Sugar prices still sour

Sugar price hike and product shortage continue to be observed all over the country in spite of the government saying that the problem is resolved.
Sugar shortage that forced the price to rise significantly in Addis Ababa and regional towns seems to persist.  Dwellers in the capital city and regional towns said that they do not get the product as regularly as they used to and have to pay up to 25 birr per kilogram.
Capital’s survey found that the price of a kilo of sugar is about 18 birr in Addis Ababa and about 25 birr in regional towns.
“I buy a quintal of sugar for 2,300 birr from bulk suppliers from Addis Ababa,” a small shop owner from Hawassa town told Capital. “I sell it at 25 birr per kilogram here,” he said.

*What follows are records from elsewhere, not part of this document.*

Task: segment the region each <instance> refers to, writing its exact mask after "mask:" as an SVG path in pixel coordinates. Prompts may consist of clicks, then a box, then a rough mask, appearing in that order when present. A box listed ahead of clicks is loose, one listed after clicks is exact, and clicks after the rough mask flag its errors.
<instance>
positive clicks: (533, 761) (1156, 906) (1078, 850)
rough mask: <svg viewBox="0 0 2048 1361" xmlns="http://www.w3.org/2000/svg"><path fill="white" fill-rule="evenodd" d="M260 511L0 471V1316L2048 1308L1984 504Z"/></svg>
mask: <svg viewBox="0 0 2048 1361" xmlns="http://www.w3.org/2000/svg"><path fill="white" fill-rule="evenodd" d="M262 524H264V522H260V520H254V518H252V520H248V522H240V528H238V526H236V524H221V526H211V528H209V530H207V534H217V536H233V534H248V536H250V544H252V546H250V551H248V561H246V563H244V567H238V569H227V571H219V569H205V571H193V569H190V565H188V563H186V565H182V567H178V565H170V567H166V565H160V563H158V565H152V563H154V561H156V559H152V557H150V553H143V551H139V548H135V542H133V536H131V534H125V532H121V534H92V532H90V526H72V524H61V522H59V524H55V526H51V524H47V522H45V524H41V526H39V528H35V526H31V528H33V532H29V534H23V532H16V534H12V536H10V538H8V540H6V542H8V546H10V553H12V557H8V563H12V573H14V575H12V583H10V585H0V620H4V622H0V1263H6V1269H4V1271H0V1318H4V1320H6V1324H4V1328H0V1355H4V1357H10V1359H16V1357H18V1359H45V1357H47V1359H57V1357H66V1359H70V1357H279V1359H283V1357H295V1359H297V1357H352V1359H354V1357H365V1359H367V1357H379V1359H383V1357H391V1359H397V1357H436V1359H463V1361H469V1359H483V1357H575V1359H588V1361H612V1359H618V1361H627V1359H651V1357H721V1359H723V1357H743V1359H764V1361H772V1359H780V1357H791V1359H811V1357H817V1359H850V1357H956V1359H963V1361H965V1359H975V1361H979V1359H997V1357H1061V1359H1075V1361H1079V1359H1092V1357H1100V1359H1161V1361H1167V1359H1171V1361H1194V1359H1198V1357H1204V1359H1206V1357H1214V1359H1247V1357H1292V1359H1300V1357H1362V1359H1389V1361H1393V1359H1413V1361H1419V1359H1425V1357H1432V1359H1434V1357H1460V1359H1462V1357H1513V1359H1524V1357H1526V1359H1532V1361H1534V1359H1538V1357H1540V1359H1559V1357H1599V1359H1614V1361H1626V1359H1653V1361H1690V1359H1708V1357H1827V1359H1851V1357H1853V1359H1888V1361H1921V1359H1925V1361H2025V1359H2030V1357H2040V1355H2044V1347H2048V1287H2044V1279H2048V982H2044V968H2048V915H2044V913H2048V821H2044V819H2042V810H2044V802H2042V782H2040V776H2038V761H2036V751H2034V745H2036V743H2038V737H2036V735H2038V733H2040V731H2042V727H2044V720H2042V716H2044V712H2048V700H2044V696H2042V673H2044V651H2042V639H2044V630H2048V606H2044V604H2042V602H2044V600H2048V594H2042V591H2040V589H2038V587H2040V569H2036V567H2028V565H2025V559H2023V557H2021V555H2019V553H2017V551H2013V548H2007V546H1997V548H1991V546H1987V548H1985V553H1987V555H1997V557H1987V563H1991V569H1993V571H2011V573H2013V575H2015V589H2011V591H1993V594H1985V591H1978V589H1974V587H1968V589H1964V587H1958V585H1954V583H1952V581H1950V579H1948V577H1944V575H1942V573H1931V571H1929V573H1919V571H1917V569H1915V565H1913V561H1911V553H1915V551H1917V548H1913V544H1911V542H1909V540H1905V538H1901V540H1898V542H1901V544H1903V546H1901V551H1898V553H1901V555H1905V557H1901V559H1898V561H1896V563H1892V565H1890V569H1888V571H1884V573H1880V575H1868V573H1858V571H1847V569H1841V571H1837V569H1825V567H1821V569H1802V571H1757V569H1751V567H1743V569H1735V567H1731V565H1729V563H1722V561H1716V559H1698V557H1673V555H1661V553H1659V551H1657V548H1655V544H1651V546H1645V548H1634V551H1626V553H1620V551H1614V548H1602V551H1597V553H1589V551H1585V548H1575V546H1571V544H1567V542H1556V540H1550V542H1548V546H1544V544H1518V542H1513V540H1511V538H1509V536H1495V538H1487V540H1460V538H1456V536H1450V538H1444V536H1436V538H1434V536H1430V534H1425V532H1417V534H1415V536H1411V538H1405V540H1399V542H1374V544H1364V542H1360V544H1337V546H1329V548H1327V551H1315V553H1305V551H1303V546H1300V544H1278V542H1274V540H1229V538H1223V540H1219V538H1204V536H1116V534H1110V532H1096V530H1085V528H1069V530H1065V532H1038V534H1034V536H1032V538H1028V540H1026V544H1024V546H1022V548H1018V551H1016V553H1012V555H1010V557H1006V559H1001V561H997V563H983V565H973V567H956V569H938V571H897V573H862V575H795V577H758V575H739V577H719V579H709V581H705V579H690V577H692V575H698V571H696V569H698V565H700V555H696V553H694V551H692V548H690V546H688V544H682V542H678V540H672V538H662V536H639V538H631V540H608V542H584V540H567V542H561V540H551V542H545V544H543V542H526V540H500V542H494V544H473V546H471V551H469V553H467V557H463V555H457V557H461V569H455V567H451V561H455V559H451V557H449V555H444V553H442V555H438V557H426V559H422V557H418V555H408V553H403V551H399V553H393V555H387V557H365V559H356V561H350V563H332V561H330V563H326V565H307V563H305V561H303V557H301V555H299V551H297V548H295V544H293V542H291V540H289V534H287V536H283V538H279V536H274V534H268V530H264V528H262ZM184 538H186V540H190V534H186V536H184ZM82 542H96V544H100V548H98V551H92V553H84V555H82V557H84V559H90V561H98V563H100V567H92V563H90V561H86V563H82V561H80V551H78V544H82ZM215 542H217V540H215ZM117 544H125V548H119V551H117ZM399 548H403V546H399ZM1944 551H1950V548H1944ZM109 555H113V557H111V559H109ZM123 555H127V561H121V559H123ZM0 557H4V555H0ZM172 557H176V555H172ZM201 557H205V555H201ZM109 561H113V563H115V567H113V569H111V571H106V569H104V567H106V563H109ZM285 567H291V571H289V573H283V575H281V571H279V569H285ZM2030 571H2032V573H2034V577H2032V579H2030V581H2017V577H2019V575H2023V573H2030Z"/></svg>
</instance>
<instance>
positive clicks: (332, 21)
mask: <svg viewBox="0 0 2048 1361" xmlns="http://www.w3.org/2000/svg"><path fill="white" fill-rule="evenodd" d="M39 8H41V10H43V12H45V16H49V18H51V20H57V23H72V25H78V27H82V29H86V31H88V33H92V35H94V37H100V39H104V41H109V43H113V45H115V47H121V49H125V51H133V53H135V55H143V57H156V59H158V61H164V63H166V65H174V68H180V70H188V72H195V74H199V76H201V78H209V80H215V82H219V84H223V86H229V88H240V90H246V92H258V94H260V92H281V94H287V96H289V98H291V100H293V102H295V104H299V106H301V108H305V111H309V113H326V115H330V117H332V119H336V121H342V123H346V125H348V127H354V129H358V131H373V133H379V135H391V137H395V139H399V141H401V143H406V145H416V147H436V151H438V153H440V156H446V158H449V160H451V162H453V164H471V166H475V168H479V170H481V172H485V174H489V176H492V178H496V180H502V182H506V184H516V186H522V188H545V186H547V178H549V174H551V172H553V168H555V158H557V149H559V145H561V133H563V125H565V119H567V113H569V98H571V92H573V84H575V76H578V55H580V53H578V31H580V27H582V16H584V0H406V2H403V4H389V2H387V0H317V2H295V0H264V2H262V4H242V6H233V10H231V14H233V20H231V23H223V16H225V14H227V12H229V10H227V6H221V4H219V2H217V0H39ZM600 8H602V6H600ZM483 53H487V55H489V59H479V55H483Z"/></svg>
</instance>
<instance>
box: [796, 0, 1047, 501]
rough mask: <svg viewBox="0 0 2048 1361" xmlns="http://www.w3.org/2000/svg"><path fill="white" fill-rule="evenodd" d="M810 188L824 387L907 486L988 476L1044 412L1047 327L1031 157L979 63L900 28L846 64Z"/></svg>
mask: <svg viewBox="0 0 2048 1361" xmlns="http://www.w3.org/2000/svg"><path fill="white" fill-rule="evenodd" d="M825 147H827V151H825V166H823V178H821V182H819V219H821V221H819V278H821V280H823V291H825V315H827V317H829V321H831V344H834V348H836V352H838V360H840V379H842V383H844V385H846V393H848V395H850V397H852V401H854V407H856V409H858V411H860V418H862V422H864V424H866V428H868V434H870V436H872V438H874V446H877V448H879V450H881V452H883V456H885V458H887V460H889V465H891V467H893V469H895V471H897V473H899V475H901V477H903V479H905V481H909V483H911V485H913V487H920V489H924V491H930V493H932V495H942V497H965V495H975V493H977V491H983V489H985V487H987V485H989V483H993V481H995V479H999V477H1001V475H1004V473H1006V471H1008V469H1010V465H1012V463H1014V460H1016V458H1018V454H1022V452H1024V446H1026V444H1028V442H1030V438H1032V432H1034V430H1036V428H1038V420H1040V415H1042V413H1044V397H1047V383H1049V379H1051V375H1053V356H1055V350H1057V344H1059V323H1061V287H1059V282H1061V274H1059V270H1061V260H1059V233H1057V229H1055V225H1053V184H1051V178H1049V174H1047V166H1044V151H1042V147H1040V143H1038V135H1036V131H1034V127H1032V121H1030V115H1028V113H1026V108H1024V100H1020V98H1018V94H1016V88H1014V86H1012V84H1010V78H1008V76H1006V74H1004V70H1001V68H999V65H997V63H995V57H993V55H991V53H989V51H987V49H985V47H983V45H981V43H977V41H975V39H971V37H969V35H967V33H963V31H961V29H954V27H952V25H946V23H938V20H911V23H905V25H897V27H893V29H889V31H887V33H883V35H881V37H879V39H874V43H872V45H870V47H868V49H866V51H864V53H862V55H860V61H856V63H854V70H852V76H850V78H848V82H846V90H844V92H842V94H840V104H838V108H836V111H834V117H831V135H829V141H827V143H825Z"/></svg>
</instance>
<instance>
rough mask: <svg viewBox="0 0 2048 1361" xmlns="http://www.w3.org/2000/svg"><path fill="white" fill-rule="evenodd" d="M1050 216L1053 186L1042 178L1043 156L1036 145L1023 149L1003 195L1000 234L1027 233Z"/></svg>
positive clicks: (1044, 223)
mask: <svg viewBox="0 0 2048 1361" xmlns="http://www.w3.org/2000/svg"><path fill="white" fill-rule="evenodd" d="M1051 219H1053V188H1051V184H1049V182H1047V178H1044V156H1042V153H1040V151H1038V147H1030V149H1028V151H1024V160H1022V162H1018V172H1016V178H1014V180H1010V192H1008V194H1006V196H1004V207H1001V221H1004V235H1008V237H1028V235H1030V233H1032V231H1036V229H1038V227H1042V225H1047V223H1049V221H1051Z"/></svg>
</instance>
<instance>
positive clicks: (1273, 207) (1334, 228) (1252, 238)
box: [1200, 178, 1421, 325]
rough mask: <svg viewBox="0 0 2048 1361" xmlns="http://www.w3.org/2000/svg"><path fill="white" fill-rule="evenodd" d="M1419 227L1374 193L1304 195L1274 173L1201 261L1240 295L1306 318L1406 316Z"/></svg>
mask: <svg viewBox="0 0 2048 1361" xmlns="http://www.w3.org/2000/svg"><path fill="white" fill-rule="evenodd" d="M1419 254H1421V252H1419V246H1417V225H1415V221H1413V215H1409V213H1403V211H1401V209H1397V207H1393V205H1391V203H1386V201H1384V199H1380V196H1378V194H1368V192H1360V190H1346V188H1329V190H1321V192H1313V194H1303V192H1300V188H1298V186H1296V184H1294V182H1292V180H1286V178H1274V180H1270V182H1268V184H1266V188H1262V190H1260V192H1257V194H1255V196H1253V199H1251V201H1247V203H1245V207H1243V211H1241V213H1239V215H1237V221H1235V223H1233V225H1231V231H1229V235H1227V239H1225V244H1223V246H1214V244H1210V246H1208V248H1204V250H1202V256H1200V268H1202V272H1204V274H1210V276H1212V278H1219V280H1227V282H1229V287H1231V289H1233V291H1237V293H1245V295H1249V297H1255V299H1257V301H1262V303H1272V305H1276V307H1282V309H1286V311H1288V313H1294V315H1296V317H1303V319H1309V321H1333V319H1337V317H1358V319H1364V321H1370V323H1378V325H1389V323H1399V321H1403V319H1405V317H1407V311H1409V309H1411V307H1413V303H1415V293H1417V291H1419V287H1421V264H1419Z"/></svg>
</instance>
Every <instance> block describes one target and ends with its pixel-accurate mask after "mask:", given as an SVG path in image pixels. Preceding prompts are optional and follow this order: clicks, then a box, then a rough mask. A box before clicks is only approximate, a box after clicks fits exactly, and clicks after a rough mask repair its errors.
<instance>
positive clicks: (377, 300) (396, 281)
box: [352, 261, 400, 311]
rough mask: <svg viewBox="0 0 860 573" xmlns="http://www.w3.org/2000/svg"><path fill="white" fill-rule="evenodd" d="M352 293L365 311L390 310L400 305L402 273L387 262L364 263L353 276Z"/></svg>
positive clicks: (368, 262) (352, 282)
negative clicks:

For the past few years the price of sugar and its inadequate supply has remained a hot issue on the market. Government officials and experts in the sector agree that the demand and supply gap in relation with unsettled market system is the major difficulty for the price instability. Recently, the government has changed its distribution scheme and started supplying it through governmental market systems, consumer associations and Kebeles. Previously it used to supply both imported and locally produced sugar through private traders via auction. But the administration was unable to keep the price steady due to traders’ speculation folly that led them into bidding higher and higher prices at the auctions knowing that they can fix their price by controlling the market creating scarcity through illegal hoarding.
A week back the government confirmed it has supplied sufficient amount of the product throughout the country. But consumers and retailers do not agree. “Comparatively speaking the Addis Ababa market has settled but the problem is not yet resolved in regional towns,” a trader from Merkato, the biggest market centre in the country, said. According to him, the product is still smuggled in regional towns from the capital city. “Illegal dealers are selling it up to 1,800 birr per quintal for traders who smuggle the product in regional markets,” the Merkato trader explained.
A kilogram of sugar supplied via the state owned Et Fruit Enterprise and Merchandise Wholesale and Import Trade Enterprise (MEWIT)or through the Kebeles costs 14 birr.
According to the government’s statement, sufficient sugar has been made available but illegal traders who hoard and smuggles the product to regional towns and border countries is the major reason for the artificial shortage resulting in price hike.  
The output of the three state owned sugar factories, Metehara, Finchaa and Wonji Shewa remains far from meeting the demand. To reduce the supply gap the government imports the product every year through international bidding. Currently, the three factories are undertaking several expansion projects to increase their capacity. Tendaho Sugar Factory, the biggest state owned factory is on its final stage of construction and will soon commence production.
Ethiopia has given high attention to expand the sugar sector not only to meet the local market but to also be one of the major sugar exporters in the world. Due to that the government has launched some nine sugar development projects in different parts of the country that are scheduled to end in the coming few years.
The government aims to become self-sufficient sugar producer by the end of 2013 and increase production eightfold to 2.3 million tons by mid 2015, creating a surplus of 1.25 million tons for export.